Ten Favorites: Alberto Burri, Mold (Muffa), 1951


I grew up twelve miles from a ruined 59,000 acre World War II camp called Camp Howze. Located outside of Gainesville, Texas, Camp Howze is now little more than a few old water towers and hundreds of cinder block nubs which mark where old barracks and buildings stood. There were many such camps all over the United States, and a large one was in Herford, Texas. In Herford, many Italian prisoners of war were kept, and several of the Italian prisoners of war, artists back in Italy, were taken out of the camp to mural local churches in Herford. One of those prisoners was Alberto Burri, a vanguard Italian painter who was often featured in the New York's famous Stable gallery in the 1950s, who Robert Rauschenberg sought out on his trip to Italy in the early 50s, and whose works, though never advertised, are some of the strongest ever made.

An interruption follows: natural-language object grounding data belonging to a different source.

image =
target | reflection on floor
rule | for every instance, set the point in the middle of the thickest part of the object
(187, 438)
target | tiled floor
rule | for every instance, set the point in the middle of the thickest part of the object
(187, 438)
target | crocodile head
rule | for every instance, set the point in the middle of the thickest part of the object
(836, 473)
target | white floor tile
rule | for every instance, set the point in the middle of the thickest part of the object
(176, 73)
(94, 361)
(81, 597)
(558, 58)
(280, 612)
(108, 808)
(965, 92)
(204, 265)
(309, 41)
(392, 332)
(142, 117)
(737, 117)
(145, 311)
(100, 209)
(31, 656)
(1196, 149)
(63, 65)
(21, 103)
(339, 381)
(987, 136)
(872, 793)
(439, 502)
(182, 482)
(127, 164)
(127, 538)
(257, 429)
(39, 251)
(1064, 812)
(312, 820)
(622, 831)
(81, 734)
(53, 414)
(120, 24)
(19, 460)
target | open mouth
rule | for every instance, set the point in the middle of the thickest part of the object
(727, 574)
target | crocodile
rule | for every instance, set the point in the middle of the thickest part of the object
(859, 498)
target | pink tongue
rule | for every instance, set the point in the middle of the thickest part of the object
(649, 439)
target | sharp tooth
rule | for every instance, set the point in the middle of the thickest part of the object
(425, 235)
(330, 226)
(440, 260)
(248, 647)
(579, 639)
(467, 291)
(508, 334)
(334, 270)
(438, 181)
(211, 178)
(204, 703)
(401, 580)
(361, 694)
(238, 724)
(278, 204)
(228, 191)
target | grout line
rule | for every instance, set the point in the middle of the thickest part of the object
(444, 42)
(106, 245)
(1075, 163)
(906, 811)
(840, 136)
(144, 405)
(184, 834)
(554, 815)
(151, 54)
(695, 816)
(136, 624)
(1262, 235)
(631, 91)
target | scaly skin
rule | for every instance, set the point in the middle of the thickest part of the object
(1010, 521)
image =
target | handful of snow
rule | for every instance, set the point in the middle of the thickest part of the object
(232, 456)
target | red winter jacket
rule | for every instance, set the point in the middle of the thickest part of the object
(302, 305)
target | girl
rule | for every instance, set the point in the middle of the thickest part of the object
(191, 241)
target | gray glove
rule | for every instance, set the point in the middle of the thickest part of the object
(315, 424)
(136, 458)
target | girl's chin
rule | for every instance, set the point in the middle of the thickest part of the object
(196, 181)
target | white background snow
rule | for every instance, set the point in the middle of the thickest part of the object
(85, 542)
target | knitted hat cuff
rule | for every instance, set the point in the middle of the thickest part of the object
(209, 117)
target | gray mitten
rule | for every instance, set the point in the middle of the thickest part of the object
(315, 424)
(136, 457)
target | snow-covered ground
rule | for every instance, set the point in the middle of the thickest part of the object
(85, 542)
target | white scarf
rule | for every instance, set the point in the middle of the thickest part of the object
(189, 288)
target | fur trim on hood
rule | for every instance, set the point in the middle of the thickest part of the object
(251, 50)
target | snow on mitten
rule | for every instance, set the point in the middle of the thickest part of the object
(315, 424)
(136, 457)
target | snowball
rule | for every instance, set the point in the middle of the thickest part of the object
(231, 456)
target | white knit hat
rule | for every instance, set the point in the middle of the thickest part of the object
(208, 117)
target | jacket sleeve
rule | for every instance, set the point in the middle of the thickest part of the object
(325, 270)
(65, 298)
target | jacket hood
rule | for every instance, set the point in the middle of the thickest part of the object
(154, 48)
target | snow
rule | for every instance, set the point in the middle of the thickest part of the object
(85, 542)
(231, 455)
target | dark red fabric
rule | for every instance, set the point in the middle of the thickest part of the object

I knew about Herford both before and after I discovered Alberto Burri, but what I didn’t know was Herford’s impact on Burri. Apparently it was Burri’s experience as medic in the war as well as his time in the prison camp inspired his life of painting, a career that was open to impressive, deft experimentation using many unconventional materials like acetylene torches, plastic, burlap, wire, dirt, and acrylic caulk. Often paintings by Burri feature elegant divisions of space in black, brown, cream, and gold, but the paintings that really jolt, the paintings that in my opinion really matter are his gnarled, chewed works in red and black, melted plastic drippings, splattered swatches of burlap, and bursts of dirt and pumice. The work in the Art Institute of Chicago is still my favorite, a shock of grisle and splat once owned by the Chicago story teller Studs Terkle.

Only 28 by 31 inches, it makes sense that this work would have appealed to Studs, with his interest in human emotions, tall tales, and the tough challenges that people face. Burri’s work is as far from sugary as one can get, not functioning according to any recognizable program of painting yet exuding a visceral impact. This is remarkably not a Dubuffet, this is not a romanticizing of the primitive or attempt to get to raw experience. This is a legitimately troubled work, a cannon shot of sludge and mud, a puddle with drops of blood.